Downsize the Company
There’s little doubt you can improve your personal financial situation if you make cost-saving decisions for the company. While it can be a little painful, you could always start by downsizing your staff. In all likelihood, your business struggles are creating downtime for some of your employees. If so, it makes sense to combine responsibilities and see if your business can survive with fewer salaries to pay.
Downsize Your Lifestyle
It’s human nature to acquire a lifestyle that’s commensurate with the income a person is able to create from their business. If your business suddenly stops bringing in the same level of revenue/income, it’s quite possible you would need to reassess your lifestyle. If there are areas in which you can lower your living costs, it might buy you the time you need to let your business work through its struggles.
The conversation about downsizing one’s lifestyle could cover a lot of areas. You might want to start by eliminating frivolous personal expenses such as country club memberships, eating dinner out at expensive restaurants and purchasing personal toys like ATVs. If you need more financial room, you might consider downsizing your living quarters or cutting back on auto expenses.
Remember, it’s important to find cost savings, but it’s not absolutely necessary for you to eliminate all joy and pleasure from your life. Your business struggles don’t necessarily have to translate to personal struggles.
Selloff Company Assets
If you truly believe the business downturn is temporary and correctable, you might want to create a war chest of cash to help you survive. You can certainly consider selling off any company assets that might be lying dormant due to business inactivity. That would include selling off any assets that are encumbered by debt. When the business gets back on its feet, you always have the ability to reacquire the assets you need to operate the business.
Tap into Personal Savings
If your focus in on maintaining some quality of life, you might want to consider using your personal savings to help tide you over until the business reignites. If you choose this option, you’ll want to make sure you use what’s available as efficiently as possible.

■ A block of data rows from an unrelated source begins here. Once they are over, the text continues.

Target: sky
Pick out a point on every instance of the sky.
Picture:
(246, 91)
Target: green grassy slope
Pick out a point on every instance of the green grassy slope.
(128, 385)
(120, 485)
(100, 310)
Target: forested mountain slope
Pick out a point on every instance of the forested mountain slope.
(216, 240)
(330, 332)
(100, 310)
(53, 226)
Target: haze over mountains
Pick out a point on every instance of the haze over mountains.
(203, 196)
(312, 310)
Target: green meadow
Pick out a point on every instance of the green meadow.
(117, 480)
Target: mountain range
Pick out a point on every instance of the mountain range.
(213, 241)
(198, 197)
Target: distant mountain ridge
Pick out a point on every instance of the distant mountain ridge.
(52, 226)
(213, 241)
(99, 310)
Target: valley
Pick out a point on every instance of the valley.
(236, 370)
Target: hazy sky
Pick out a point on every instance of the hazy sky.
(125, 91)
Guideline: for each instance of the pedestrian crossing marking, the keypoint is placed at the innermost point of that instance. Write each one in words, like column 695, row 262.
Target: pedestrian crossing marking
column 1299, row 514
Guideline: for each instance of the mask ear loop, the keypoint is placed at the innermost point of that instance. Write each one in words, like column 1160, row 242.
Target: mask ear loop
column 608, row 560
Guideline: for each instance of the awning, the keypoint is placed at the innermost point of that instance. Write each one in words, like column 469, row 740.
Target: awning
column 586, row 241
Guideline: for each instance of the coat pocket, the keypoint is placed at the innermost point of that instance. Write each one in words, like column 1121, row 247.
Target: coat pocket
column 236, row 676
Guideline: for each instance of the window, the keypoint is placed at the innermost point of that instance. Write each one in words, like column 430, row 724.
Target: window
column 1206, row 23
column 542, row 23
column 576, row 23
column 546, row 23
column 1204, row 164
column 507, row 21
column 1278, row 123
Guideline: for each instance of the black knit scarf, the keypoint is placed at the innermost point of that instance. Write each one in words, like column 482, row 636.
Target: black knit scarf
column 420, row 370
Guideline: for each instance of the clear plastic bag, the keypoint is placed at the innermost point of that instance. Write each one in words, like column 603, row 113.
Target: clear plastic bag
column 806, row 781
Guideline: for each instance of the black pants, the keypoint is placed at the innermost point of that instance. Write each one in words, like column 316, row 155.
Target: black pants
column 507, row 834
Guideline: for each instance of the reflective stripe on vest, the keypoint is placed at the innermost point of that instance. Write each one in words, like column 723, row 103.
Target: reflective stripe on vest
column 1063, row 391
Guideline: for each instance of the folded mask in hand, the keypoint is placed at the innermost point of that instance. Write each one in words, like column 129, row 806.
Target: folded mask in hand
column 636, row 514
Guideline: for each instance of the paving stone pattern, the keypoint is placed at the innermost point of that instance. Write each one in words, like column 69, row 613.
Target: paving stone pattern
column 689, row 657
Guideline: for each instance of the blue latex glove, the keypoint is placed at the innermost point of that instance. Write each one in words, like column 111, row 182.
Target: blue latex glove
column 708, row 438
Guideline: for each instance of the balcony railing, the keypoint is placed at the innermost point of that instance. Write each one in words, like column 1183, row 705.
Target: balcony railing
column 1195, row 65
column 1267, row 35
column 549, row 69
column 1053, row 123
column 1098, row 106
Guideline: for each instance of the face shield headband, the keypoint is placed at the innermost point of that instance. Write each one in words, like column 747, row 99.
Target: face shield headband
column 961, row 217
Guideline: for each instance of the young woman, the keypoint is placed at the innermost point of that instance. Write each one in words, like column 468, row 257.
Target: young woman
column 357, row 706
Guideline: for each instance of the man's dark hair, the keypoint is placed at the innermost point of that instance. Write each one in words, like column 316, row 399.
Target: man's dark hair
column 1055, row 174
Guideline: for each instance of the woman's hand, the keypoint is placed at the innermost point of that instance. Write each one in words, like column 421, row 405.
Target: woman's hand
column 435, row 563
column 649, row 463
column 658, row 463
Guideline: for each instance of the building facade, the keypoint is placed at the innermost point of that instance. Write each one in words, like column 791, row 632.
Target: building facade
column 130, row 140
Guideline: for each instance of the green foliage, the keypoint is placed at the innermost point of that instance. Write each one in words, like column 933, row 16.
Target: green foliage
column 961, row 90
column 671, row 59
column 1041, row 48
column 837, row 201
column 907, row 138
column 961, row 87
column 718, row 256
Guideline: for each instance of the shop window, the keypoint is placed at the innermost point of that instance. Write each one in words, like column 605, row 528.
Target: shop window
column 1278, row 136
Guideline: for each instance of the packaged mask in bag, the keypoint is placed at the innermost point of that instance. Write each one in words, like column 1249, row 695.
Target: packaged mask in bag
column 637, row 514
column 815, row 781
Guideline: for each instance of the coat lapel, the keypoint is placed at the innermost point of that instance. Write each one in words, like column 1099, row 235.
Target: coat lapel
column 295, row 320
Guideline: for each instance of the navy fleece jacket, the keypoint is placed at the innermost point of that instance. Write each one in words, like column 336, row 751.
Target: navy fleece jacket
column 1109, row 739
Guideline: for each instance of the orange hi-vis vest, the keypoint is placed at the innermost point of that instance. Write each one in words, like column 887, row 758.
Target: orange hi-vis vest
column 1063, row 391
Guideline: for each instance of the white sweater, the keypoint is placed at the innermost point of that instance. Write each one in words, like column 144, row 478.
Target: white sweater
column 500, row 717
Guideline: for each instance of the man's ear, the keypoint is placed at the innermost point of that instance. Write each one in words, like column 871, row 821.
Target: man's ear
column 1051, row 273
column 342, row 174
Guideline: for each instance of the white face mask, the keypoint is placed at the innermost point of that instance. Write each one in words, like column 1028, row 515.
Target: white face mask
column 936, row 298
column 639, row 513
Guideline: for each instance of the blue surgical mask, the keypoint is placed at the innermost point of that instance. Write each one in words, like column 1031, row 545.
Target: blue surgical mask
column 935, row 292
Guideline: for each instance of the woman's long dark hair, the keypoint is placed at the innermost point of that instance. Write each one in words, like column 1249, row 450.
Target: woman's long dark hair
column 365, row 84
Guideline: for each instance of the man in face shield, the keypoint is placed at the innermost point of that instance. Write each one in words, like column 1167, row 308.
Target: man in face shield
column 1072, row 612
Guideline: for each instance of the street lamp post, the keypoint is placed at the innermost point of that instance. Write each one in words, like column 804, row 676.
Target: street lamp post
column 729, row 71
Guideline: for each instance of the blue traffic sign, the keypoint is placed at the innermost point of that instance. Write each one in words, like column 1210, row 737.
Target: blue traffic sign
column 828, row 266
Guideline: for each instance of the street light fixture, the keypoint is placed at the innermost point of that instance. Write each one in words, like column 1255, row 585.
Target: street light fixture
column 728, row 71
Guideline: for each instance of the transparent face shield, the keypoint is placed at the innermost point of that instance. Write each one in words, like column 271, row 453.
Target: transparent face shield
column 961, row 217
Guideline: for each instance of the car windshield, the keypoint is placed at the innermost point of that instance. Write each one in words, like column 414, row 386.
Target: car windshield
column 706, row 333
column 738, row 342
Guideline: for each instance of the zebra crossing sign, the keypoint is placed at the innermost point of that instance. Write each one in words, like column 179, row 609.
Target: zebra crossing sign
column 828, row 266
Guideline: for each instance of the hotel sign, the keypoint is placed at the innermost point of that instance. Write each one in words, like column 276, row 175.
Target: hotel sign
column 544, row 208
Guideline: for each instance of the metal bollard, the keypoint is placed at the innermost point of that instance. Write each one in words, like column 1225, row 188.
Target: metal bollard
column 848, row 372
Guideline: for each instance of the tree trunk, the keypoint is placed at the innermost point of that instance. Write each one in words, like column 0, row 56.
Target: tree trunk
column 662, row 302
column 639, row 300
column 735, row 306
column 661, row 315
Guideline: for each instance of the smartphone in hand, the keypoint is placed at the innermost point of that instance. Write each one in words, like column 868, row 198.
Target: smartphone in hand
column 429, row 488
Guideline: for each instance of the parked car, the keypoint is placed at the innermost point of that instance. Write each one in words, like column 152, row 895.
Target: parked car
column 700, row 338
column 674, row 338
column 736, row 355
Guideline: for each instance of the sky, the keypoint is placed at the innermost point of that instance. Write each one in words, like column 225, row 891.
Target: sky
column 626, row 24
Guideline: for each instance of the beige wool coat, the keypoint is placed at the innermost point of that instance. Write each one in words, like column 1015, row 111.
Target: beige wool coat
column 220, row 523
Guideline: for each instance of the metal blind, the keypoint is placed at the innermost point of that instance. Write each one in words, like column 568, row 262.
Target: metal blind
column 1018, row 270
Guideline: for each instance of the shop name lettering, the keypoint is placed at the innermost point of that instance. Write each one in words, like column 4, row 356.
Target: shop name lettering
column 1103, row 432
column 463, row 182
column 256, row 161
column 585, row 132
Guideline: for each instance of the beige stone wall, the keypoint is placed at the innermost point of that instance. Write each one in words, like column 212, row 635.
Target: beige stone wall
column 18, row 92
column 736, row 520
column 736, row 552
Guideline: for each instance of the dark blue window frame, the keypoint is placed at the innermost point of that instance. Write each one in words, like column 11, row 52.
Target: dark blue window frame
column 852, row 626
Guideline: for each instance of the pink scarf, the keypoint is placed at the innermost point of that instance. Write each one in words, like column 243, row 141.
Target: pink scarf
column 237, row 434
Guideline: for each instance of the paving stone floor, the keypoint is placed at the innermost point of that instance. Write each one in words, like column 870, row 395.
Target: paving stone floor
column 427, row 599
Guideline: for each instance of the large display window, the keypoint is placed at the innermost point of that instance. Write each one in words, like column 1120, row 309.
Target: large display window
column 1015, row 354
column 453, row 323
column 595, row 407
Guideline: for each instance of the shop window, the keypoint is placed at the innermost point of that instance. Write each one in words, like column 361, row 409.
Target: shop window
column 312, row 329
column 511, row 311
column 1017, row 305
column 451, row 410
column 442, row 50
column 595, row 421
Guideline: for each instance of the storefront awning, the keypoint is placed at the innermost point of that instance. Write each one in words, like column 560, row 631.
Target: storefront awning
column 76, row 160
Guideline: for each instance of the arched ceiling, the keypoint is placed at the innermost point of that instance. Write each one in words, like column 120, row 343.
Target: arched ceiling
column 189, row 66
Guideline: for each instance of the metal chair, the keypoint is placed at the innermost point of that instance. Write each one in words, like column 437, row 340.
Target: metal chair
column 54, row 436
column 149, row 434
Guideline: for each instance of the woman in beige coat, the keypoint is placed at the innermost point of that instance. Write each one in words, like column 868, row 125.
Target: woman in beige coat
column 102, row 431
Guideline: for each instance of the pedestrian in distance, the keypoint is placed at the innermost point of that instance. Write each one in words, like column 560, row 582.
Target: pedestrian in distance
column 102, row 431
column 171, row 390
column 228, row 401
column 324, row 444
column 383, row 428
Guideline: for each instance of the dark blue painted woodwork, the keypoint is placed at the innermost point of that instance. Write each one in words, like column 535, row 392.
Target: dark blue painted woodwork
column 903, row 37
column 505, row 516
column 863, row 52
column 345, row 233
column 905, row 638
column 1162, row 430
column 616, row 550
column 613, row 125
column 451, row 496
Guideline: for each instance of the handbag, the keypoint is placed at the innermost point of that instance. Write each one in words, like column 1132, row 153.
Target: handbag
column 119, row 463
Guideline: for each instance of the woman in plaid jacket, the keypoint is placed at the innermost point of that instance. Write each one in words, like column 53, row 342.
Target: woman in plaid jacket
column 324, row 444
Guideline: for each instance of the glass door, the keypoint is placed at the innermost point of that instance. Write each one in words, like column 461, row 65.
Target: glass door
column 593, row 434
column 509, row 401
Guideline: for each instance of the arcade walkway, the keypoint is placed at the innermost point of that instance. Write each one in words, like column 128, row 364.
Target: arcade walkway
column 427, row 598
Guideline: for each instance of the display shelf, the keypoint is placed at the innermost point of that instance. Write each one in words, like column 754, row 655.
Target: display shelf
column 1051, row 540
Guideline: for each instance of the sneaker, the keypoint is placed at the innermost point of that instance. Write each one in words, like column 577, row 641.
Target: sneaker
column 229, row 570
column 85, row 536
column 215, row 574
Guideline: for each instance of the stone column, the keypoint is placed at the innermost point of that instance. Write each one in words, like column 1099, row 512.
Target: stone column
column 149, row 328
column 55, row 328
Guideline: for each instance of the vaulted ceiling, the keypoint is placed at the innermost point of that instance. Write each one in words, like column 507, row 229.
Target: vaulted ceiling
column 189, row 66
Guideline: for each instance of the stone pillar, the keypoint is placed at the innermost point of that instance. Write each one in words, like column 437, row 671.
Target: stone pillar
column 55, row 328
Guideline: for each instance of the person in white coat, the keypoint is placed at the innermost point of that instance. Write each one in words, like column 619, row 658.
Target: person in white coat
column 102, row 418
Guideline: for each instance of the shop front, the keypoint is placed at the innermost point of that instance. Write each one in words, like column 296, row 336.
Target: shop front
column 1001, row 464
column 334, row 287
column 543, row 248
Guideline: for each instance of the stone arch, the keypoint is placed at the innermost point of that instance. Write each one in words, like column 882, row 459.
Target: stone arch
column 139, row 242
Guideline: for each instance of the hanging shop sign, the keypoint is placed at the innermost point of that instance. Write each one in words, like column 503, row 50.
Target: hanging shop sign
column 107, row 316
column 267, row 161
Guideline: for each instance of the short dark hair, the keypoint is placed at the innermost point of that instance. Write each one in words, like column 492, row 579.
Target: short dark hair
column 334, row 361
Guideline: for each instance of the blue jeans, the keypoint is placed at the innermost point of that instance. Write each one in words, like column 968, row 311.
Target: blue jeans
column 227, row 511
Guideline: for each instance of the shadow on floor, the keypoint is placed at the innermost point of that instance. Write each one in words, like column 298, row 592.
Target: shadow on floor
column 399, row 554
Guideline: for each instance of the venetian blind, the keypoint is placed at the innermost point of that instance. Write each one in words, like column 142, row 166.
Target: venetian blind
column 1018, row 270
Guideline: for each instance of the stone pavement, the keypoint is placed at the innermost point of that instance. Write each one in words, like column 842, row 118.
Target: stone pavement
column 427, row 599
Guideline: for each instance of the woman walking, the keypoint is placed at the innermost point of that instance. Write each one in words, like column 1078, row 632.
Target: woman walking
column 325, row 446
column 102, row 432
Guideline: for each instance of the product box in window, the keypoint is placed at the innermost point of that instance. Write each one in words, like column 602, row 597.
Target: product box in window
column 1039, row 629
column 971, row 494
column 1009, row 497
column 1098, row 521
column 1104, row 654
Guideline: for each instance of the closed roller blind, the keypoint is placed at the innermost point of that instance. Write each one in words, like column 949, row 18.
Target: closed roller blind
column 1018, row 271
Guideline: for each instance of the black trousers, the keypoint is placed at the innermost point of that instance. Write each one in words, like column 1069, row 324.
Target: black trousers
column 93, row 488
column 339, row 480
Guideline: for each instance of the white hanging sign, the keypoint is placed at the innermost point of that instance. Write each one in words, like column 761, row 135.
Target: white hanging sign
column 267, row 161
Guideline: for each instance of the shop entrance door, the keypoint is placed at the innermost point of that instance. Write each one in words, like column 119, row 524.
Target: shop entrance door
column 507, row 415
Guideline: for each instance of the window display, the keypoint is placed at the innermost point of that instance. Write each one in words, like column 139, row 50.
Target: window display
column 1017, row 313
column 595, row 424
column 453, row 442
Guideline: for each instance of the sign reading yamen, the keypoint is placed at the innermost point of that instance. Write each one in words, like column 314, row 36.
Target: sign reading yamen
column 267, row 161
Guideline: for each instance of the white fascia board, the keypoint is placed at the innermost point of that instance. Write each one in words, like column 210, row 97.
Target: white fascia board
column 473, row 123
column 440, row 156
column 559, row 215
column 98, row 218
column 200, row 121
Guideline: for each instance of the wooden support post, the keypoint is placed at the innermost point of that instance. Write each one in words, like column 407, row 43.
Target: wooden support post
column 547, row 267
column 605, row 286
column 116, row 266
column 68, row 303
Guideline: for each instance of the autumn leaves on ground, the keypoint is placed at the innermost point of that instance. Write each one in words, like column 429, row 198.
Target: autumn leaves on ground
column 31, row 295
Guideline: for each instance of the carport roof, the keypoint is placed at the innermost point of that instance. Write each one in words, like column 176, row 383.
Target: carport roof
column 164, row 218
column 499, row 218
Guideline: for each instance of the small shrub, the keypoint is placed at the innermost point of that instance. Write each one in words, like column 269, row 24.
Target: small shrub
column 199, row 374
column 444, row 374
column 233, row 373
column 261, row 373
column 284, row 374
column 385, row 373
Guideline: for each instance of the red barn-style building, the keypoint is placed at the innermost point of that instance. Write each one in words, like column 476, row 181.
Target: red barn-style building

Most people save money for either emergencies or retirement. If your business is struggling, that would certainly qualify as an emergency. If you are reluctant to tap into your savings, consider this: you’ll likely have plenty of time to reestablish your personal savings once the business gets back on its feet. At that time, you’ll have an opportunity to better plan for the next time your business struggles.
Get Help During an Emergency
An unexpected emergency can arise out of nowhere. If your personal finances have been exhausted and you find yourself in the emergency room facing surgery, the long-term financial impact can be life-altering. If you would be willing to consider taking out a loan, you may be able to generate enough short-term cash flow to cover the unexpected hospital bills, buying you some time to get back on your feet financially.
Before you take out a payday loan, cash advance, or charge a lot on your credit card, you’ll want to make a plan to pay it back. It’s simply a matter of making sure you have control over your debt at all times. Loans can be a good way to handle unexpected emergencies without having to make a long-term commitment to a lender, but it’s important to weigh your options and make the smart decision for your situation.
Business difficulties are a part of being in business. If your business is struggling, you don’t need to panic. What you want to do is figure out what steps you can take to stay afloat until the business cycle improves.